Are there concerns for Cape Peninsula residents?
Currently there is no evidence for transmission of human parasites to baboons or vice versa in the Peninsula but we are investigating this possibility in our study and will be sure to keep the public informed as the results become available. We strongly suggest that people avoid contact with baboons and their faeces. However, to put this risk in perspective we need to be aware that a similar warning could be made for human contact with the faeces of domestic animals that are far more prevalent within our community and whose faeces are more abundant within public areas and private gardens.
References
Cogswell, F. 2007. Parasites of Non-human Primates. In: Flynn’s parasites of laboratory animals, (ed.) R. J. Flynn & D. G. Baker. Blackwell Pub.: Ames, Iowa, pp. 693 – 743.
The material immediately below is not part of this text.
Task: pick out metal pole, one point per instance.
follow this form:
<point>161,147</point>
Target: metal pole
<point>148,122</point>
Gasser, R. B., De Gruijter, J. M., and Polderman A. M. 2006. Insights into the epidemiology and genetic make-up of Oesophagostomum bifurcum from human and non-human primates using molecular tools. Parasitology 132: 453 – 460.
Pedersen, A. B., Altizer, S., POSS, M., Cunningham, A. A, and Nunn, C. L. 2005. Patterns of host specificity and transmission among parasites of wild primates. International Journal for Parasitology 35 (6): 647 – 657.